According to a very common myth in our society, people are against novelties and change. The truth is that people do not like the changes they perceive as too dangerous. In the absence of risk, human nature makes us instinctively attracted to both novelty and change.
Leonard Mlodinov discuss these ideas in Elastic: Flexible Thinking in a Constantly Changing World, reporting that scientists have discovered a gene, the DRD4, which would be the genetic responsible for human propensity to exploration and risk. The gene is a dopamine receptor, which conveys the sensation of pleasure.
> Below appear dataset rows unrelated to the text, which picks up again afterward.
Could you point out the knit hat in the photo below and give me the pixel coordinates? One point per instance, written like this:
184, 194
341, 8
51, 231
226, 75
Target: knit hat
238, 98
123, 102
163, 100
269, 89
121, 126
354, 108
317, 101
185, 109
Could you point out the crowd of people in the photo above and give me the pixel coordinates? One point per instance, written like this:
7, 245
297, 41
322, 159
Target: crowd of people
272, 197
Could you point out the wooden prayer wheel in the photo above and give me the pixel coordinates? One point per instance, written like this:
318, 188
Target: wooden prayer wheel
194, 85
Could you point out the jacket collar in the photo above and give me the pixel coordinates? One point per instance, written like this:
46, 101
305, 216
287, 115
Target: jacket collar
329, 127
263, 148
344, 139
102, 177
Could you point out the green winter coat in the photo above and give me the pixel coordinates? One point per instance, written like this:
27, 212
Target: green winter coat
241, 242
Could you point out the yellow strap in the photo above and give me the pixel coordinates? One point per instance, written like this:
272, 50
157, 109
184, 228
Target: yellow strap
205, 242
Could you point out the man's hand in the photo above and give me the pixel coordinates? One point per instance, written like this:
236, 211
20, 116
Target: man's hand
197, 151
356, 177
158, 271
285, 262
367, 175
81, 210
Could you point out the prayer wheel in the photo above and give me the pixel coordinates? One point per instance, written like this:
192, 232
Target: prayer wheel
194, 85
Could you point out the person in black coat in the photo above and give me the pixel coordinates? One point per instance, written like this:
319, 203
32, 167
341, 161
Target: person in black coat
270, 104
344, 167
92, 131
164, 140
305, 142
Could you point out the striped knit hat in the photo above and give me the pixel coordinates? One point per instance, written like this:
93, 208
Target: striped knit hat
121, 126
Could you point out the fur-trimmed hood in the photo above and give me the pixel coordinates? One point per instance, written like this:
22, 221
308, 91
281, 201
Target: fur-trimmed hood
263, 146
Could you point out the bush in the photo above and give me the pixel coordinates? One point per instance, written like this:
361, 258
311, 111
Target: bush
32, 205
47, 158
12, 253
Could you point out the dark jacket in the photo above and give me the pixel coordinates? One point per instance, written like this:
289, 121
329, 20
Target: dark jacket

DRD4 may have different variants. Each possesses the same basic structure, but just as the people’s height and color of eyes vary, so does their degree of propensity for novelties. There is a specific version of the gene, the DRD4-7R, that is credited to give us a particular tendency to exploration. This happens because those with this gene variant respond less to dopamine in their reward system. As a result, they need a larger dose of this molecule to feel energized in everyday life than those with other gene variants and therefore seek more stimuli for dopamine to reach a sufficient level.
Obviously, reducing a complex thing as a character trait to a single gene is an excessive simplification. But, as Mlodinov writes the good news is that, despite the more or less radical changes that we have to face in contemporary society, most of us have a good dose of neophilia in their genetic heritage.